(From The USA Today -- By Michael Hiestand)
TV sports needn't involve sweat.
THE NFL DRAFT and NCAA COLLEGE MEN's BASKETBALL SELECTION SHOW are big-time TV draws, even though the only body parts that get much exercise are TV announcers' jaw muscles.
Not surprisingly, the success of those shows has spawned descendants. Like this one, which ESPN announced Thursday -- BASS MADNESS: THE 2006 SITE SELECTION SPECIAL.
June 19th, the show will unveil the locations of the pro fishing circuit's events next year. And those sites, ESPN analyst BYRON VELVICK says, are key (try to keep up here) -- "It can give anglers a home-field advantage. Say you're really good at flipping bushes, where your boat position is close to the target for the short, underhanded flip (casts) in a tight presentation. So it'd help to get to a lake with a notorious flip bite."
But you knew that. What may surprise is that ESPN figures standard TV formulas, like a selection show, can work for fishing. Says ESPN spokesman MIKE SOLTYS, "This is similar to when we first aired THE NFL DRAFT and NCAA SELECTION SHOW."
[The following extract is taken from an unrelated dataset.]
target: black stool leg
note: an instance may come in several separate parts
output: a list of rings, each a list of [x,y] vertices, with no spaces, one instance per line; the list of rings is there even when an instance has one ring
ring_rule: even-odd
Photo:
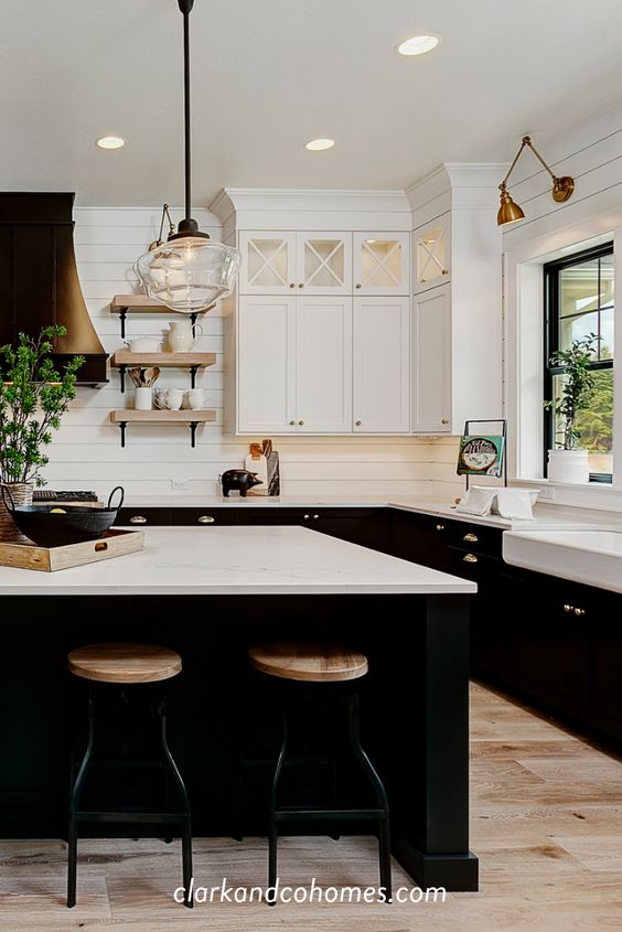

But there are big differences. ESPN actually owns BASS, paying $40 million for the circuit in 2001. It competes with the FLW OUTDOORS FSHING CIRCUIT, which airs on FOX SPORTS NET.
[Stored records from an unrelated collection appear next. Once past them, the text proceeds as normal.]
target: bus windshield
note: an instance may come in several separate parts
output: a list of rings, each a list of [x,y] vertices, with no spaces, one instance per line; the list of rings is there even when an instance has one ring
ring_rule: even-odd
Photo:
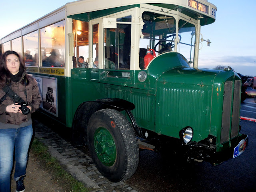
[[[145,11],[142,14],[144,24],[142,30],[143,38],[140,40],[140,68],[145,69],[144,58],[153,49],[156,56],[170,51],[182,54],[190,64],[194,62],[196,28],[182,19],[178,23],[175,18],[164,14]],[[176,29],[178,34],[176,37]],[[175,50],[175,40],[177,42]]]

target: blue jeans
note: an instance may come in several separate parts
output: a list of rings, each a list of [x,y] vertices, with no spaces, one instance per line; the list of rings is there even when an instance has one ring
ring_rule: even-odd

In the first, but surely not the last, SPORTSCENTER spinoff, ESPN this year created BASSCENTER, giving itself a weekly news show on ESPN2 to cover a sport it owns. ESPN2 also has LOUDMOUTH BASS, a spinoff of the many ESPN yak-fests focused on land-based sports.
DISNEY's ENTERTAINMENT DIVISION pitched in to give BASSCENTER a ready-made star. ABC, ESPN's corporate cousin, last year cast Velvick in its prime-time reality show, THE BACHELOR, where 27 women tried to reel him in. (He ended up engaged to one, MARY DELGADO, and says their wedding next year might be televised.)
Velvick, who'd won BASS FISHING's U.S. OPEN twice, says THE BACHELOR constituted "a total immersion course in television." It was a true 21st-century training ground --"For seven weeks, there were always cameras in your face. You could say one sentence off-air. They couldn't let you fall in love off-camera."
But Velvick, 40, says his sponsors didn't want him to give up fishing for TV, especially since "I have 25 more good years left" -- so he still competes in BASS events, even as he analyzes the circuit.
Willing sponsors are key. Fishing is like so-called action sports -- which get another boost this weekend as NBC premieres its DEW ACTION SPORTS TOUR -- in that it showcases products with mass-market appeal. Velvick says top BASS anglers can make $150,000-$400,000 on sponsorship "retainers" for showing up at competitions -- "We always talk about this among ourselves. We'll say, 'What are you going to make if you don't catch a bass?' That's exactly how we say it."
The value of one's lure sponsorship, of course, can largely depend on its TV exposure. And that's where ESPN, which sometimes styles itself as a "news-gathering organization" -- as when it recently appointed an ombudsman -- can come in darn handy.